Fernanda Levine Chile, b. 1975

One of the most interesting exponents of her generation, Fernanda Levine, through her works, slips masterfully between different techniques and media, reaching the exact moment where what is transmitted enters our visual aesthetically masked and yet sustaining the critique intact, direct and unveiled.

In her role as a painter, the media in which she is mostly known, Levine shows a fluency and precision that distinguishes her among her peers, and in her latest series "Permiso de vacaciones" (Permission for holidays)  she skirts the borderline between impressionism and the fading of shapes.

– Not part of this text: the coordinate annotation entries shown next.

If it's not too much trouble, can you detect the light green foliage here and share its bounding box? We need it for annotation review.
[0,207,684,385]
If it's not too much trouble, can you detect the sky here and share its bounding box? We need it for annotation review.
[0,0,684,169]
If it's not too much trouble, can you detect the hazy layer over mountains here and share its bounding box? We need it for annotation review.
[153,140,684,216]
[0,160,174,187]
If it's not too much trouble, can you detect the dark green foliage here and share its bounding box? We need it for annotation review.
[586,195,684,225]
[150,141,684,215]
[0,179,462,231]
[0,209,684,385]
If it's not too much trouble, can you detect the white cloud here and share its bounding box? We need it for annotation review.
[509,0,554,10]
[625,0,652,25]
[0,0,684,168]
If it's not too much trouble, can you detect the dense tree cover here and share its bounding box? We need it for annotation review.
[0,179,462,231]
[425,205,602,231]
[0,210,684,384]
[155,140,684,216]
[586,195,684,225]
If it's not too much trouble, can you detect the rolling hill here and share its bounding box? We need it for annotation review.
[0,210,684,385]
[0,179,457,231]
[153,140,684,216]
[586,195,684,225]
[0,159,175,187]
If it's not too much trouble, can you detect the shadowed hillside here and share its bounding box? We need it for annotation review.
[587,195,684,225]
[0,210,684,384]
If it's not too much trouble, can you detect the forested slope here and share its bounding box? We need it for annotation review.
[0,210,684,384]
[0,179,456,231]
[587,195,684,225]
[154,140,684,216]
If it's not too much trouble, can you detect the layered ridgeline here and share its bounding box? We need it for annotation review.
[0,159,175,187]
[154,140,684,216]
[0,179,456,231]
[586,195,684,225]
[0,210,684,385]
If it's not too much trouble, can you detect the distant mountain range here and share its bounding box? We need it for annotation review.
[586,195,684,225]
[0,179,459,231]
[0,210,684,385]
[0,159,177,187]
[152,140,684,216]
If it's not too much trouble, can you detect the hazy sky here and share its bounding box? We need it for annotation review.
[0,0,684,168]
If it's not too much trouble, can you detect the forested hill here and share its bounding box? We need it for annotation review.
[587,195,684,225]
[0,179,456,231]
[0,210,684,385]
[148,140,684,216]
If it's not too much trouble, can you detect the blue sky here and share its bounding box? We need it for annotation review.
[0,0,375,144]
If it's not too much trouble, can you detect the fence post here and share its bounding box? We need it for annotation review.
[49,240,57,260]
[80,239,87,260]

Fernanda Levine manages to be an interpreter of social events such as migration, HIV and restrictions or prohibitions as effects of the pandemic. Her work brings the topics into spaces where reflection raises its focus and the viewer receives part of the responsibility for the conflict on display. For this purpose the artist subtly but persistently makes us part of familiar scenarios, of reflections, of closed frames from which it is very difficult to escape.

 

"Some of the factors that affect my work are the political, economic and social contingencies in which I am involved; I am an artist of my time and my territory. Painting is my essence and my axis, which does not prevent my curiosity from taking me out of my comfort zone and leading me to get to know new landscapes and paradigms".

 

Fernanda Levine, Santiago de Chile 1975.

She grew up with a grandfather who was a painter and another who was an art collector, so from an early age she was aware of the contrasts that exist within the art world.

As a result of her academic training, family background and personal interests, she has developed an extensive and diverse understanding of techniques that allows her to experiment freely in the means of production of visual narratives in the XXI century.